Avec le mini-remaniement ministériel du 18 mars dernier au lendemain des élections municipales, Jean-Marie Bockel a fait les frais de ces divergences. Il a été remplacé par un sarkozyste Alain Joyandet trop pressé d’aller « faire allégeance » au président Bongo dès le 10 avril. On se rappelle que l’ancien secrétaire d’Etat avait dénoncé lors de ses vœux en début d’année, la lenteur dans la rupture prônée par le président et avait mis en exergue les mots qui minent le développement de l’Afrique à savoir ; mauvaise gouvernance, gaspillage des fonds publics, prédation de certains dirigeants africains... Revenant à la charge, dans une interview au journal Le Monde du 16 janvier 2008, il déclarait : « la Françafrique est moribonde. Je veux signer son acte de décès ».
Il ne fait aucun doute que Sarkozy a dû subir des pressions de la part de certains dirigeants africains que l’ex-secrétaire d’Etat dénonçait sans pour autant mentionner les noms.
Que peut-on reprocher à Jean-Marie Bockel ? Quel couac a-t-il commis dans ce gouvernement d’ouverture ? Est-ce le fait de vouloir « liquider la Françafrique » ou d’avoir réclamé « la rupture » promise par le président ?
Bernard Debré, ancien ministre de la Coopération, a désavoué Bockel en déclarant dans Valeurs actuelles du 14 mars 2008, p. 44 : « par mimétisme, mais sans méchanceté, il a voulu lui aussi utiliser le mot rupture employé par Nicolas Sarkozy en France. Bockel vient de la gauche avec cette culture très ambiguë de la gauche qui a été le plus souvent le chantre de la colonisation.
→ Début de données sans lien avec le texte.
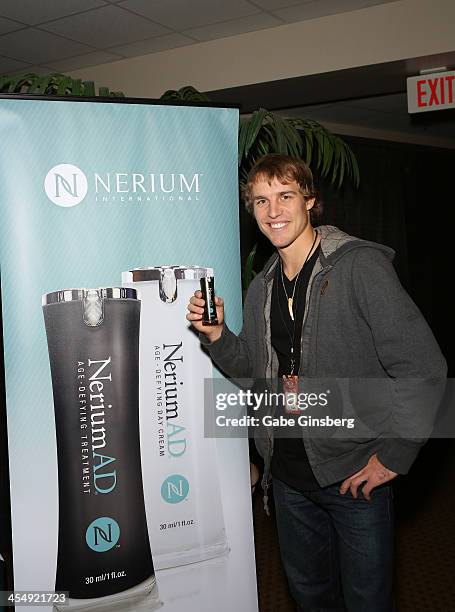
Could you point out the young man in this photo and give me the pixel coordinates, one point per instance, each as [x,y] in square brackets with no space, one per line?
[330,305]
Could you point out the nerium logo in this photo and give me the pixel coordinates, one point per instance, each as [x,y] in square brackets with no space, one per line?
[66,185]
[102,534]
[175,489]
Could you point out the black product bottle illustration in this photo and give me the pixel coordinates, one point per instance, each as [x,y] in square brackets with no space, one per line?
[93,341]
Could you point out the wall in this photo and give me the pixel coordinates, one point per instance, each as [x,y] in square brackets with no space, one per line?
[387,32]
Quand on ne connaît pas bien l’état d’esprit des relations franco-africaines, faites d’amitiés, de connivences, de culture identique, on risque effectivement de commettre quelques impairs ». Et il semble que l’ancienne garde chiraquienne de la Françafrique est toujours dans l’entourage de Sarkozy.
Un an après l’élection de Sarkozy, la promesse de « rupture » dans la politique africaine de la France ne se nourrit que de discours dont celui fait récemment en Afrique du Sud, le 28 février dernier et portant sur la renégociation des accords militaires entre la France et certains pays africains (qui n’ont servi qu’à maintenir certains dirigeants africains au pouvoir durant plusieurs décennies) et la publication de ces accords en toute transparence avec la promesse « d’associer étroitement le Parlement français aux grandes orientations de la politique de la France en Afrique ».
Sarkozy a dit lors de l’émission : « Je vois très bien les mécontentements, mais je sais où je vais. Je suis persuadé qu’il n’y a pas d’autre stratégie et je sais que mon rendez-vous, c’est la fin de mon quinquennat ». Espérons qu’il tiendra ses promesses quant à « la rupture » dans les relations entre la France et l’Afrique avant la fin de son quinquennat. Mais, pour l’heure, on devra se contenter des discours sur la politique africaine dans une inflation de parole présidentielle et d’abondance verbale présidentielle.
Qu’on ne s’étonne pas que l’image de la France soit très dégradée en Afrique comme l’a révélé le journal Le Monde dans son édition du samedi 26 avril, s’appuyant sur un ensemble de télégrammes rédigés à la demande du Quai d’Orsay à l’automne 2007 par 42 ambassadeurs en poste sur notre continent.